If the new design had no random component, it would, by definition, be derivable from existing designs, in which case it couldn't be genuinely new. Random generation is the only way to produce a non derivable result. If it is random then we have no control over it, by definition. Its random. The brain is a Darwinian machine, and that is how it produces "new" designs. Copying, Selection and Randam variation is all there is.

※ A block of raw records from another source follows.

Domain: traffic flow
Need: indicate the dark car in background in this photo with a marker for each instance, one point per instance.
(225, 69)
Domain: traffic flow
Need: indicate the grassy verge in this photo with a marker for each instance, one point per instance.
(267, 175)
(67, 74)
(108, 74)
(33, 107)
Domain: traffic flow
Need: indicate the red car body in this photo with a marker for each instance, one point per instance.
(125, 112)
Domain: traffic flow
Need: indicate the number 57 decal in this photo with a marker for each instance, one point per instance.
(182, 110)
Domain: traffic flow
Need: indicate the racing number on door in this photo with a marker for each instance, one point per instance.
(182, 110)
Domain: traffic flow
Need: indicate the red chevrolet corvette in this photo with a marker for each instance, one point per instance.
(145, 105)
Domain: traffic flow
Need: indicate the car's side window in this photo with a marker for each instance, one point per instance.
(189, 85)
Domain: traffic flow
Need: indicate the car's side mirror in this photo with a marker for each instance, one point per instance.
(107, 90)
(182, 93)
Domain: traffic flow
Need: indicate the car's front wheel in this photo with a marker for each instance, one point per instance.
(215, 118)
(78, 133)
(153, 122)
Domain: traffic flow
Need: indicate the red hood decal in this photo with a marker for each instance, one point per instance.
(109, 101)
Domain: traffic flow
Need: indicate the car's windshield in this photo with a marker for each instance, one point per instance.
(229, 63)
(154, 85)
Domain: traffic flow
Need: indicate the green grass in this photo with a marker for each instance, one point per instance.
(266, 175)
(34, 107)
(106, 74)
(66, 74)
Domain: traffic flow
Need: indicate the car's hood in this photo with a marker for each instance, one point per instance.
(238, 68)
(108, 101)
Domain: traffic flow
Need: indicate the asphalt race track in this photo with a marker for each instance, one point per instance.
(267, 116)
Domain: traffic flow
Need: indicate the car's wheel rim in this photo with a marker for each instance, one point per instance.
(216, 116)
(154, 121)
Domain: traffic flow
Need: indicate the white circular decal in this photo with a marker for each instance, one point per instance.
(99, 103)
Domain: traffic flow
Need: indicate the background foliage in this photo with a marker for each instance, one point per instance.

John, you seen to think that there is merit in coming up with something new. Why? The brain can only do this by a random process, so what's superior about generating something by accident? For example, it way harder to copy a complicated arpeggio and play it fast, then to generate new music. Its piss easy to hit some random notes on a piano.

Kevin Aylward snipped-for-privacy@anasoft.co.uk

formatting link
SuperSpice, a very affordable Mixed-Mode Windows Simulator with Schematic Capture, Waveform Display, FFT's and Filter Design.

Reply to
Kevin Aylward

With all due respect John, I would have to see *proof* that such "new" topologies actually were superior to the well trusted existing ones.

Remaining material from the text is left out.